192.176.94.98localsrv#PRE

192.176.94.97primary#PRE #DOM:mydomain#PDC for mydomain

#BEGIN_ALTERNATE

#INCLUDE \\localsrv\public\lmhosts#adds Lmhosts from this server

#INCLUDE \\primary\public\lmhosts#adds Lmhosts from this server

#END_ALTERNATE

In the preceding example:

  • The servers named printsrv, localsrv, and primary are defined by using the #PRE keyword as entries to be preloaded into the NetBIOS cache at system startup.

  • The servers named localsrv and primary are defined as preloaded and also identified in the #INCLUDE statements as the location of the centrally maintained Lmhosts file.

  • Note that the server named appname \0x14 contains a special character after the first 15 characters in its name (including the blanks), and so its name is enclosed in double quotation marks.

  • The number sign (#), when not used with a keyword, designates the start of a comment.

Disabling NetBT

Windows 2000 file and print sharing components uses NetBIOS over TCP/IP to communicate with prior versions of Windows and other non-Microsoft clients. However, the Windows 2000 file and print sharing components (the redirector and server) now support direct hosting for communicating with other computers running Windows 2000. With direct hosting, DNS is used for name resolution. No NetBIOS name resolution (WINS or broadcast) is used and no NetBIOS sessions are established.

By default, both NetBIOS and direct hosting are enabled, and both are tried in parallel when a new connection is established. The first to succeed in connecting is used for any attempt. NetBIOS support can be disabled to force all traffic to use direct hosting.

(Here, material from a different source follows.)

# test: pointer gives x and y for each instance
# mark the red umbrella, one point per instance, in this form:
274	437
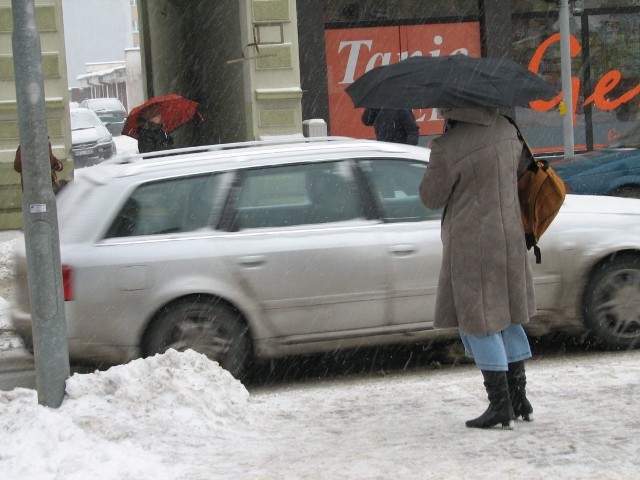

To disable NetBIOS support

  1. From Network and Dial-up Connections , select the connection you want to modify, and then right-click Properties .

  2. Select Internet Protocol (TCP/IP) , and then click Properties .

  3. Click Advanced .

  4. Select the WINS Address tab.

  5. Select Disable NetBIOS over TCP/IP .

note-icon

Note

Applications and services that depend on NetBIOS over TCP/IP no longer function after this is done, so it is important that you verify that clients and applications no longer need NetBIOS over TCP/IP support before you disable it. Disabling NetBIOS over TCP/IP can prevent the creation of file and print sharing connections with non-Windows 2000 clients and servers.